June 17, 2004
Books, Books, Books
First, I want to answer the Wendesday One. My choice is the whole reason that I thought of the question, because I have homicidal temptations whenever I so much as think about this book, and figured that, while I might be a fascist extremist, I am probably not that far off from other people in these matters, only more honest.
So, I asked and so far there has been quite an outpouring of honesty.
Anyway, the one book that I would be happy to consign to the bonfires is a slim volume of Marxist art theory from a little twit named John Berger that is called Ways of Seeing. This book, a paperback in the Buckminster Fuller-too-much-sans-serif-bold style that screamed "The Future!" in 1972, was based on a BBC television series called Ways of Seeing.

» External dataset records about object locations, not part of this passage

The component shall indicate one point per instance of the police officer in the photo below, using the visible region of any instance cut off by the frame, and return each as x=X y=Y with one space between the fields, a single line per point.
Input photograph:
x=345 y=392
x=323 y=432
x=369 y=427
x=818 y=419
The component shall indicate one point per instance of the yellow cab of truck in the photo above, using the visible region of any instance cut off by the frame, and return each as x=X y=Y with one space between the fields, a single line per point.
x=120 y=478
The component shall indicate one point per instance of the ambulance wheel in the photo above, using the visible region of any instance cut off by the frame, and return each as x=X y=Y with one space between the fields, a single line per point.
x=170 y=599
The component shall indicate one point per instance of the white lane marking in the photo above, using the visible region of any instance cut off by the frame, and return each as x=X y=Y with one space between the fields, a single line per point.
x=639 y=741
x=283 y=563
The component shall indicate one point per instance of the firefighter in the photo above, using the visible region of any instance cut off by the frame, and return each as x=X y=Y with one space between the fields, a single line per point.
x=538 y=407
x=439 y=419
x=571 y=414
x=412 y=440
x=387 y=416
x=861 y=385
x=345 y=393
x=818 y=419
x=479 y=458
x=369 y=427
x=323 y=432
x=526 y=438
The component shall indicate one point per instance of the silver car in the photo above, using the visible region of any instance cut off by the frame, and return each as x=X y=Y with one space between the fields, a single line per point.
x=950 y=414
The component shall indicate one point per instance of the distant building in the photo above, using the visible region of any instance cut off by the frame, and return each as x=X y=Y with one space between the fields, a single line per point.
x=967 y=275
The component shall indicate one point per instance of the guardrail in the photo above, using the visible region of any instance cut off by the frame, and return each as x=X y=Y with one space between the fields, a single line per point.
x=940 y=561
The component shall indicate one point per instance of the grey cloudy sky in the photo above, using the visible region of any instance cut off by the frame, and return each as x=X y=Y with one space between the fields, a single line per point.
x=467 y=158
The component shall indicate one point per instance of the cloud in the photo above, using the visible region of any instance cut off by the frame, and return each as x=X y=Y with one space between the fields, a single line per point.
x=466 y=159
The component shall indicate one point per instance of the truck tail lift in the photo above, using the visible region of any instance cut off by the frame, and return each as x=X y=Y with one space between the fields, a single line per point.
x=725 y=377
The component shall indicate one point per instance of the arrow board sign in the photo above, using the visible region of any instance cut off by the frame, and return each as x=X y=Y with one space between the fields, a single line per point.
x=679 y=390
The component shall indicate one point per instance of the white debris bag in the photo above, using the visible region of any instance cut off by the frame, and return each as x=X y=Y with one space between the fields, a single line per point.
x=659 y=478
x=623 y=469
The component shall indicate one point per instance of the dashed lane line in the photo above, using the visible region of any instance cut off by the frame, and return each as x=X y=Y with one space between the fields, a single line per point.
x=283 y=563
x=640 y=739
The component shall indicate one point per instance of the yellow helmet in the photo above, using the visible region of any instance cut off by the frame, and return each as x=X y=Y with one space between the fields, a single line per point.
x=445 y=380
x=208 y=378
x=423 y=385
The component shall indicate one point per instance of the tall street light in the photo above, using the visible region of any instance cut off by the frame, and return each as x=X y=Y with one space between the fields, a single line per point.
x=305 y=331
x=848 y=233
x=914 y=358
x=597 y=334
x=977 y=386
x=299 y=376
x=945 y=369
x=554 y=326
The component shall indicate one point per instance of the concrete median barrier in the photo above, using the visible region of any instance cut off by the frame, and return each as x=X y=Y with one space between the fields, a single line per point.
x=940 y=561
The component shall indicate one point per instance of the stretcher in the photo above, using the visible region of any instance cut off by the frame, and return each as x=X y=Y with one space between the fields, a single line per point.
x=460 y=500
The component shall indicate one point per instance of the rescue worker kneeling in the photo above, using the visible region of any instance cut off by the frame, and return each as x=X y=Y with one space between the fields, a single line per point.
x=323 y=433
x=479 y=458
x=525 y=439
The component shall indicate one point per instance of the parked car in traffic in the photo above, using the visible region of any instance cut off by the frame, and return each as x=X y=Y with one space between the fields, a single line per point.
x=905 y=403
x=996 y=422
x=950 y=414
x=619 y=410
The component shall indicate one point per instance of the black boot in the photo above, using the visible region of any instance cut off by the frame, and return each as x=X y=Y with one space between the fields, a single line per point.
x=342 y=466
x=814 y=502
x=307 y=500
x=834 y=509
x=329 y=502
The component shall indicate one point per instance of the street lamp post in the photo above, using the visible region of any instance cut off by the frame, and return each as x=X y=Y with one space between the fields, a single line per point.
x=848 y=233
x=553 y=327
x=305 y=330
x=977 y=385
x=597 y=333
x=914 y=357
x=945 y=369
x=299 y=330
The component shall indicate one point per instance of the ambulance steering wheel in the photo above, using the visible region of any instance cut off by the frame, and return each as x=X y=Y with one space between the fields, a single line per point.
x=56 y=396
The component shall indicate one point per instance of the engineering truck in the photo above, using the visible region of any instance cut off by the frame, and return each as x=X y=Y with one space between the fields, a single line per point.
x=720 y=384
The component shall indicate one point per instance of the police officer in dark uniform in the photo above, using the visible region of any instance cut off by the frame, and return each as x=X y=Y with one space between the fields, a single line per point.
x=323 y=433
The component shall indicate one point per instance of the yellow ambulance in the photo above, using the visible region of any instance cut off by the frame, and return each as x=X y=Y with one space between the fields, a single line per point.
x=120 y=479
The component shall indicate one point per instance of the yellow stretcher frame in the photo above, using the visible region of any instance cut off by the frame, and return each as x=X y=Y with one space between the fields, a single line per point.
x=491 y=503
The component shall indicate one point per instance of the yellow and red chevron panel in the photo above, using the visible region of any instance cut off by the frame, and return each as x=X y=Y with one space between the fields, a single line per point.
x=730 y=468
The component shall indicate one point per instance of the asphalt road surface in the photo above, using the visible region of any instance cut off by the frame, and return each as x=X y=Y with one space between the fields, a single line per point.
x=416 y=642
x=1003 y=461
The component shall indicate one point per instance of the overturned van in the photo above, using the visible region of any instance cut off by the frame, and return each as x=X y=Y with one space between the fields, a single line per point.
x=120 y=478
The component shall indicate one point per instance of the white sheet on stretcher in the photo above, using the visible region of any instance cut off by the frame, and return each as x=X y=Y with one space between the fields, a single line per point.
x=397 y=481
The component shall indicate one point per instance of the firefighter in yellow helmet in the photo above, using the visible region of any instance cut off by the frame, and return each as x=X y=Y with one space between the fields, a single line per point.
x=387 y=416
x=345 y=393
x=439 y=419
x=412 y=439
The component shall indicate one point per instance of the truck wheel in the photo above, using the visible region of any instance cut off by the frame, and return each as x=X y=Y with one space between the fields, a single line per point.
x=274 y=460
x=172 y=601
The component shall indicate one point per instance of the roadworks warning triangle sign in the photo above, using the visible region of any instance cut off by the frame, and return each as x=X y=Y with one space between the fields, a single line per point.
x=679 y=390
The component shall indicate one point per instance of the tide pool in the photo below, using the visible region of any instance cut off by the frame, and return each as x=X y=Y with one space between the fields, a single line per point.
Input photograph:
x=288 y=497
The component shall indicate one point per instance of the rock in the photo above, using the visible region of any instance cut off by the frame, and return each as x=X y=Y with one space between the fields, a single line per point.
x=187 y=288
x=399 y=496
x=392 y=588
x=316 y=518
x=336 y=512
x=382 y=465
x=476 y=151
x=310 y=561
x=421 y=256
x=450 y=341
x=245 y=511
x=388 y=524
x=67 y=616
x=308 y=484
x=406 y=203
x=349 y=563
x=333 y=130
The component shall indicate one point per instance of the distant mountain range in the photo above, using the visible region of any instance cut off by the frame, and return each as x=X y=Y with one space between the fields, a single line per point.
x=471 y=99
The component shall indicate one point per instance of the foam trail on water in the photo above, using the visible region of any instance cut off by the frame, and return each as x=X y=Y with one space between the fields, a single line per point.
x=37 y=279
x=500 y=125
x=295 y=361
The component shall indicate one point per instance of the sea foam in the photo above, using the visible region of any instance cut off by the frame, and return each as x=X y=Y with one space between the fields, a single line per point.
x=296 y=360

It should have died in 1978 as mere ephemera, a relic of hip, swinging London where fellows in Austin Powers regalia used trendy Marxist and feminist terminology to lure chicks to their pads for nefarious purposes (or perhaps each other to their pads for even more nefarious purposes).
However, Ways of Seeing offers the perfect mix of pre-digested, sound-bite stylings with enough agitprop to shame Brecht, all washed in a veneer of snide, ironic detachment (delivered in that annoying manner of speech that they tell me is called a "British accent." Perhaps, but it sounds like just another corrupted Low German dialect to me).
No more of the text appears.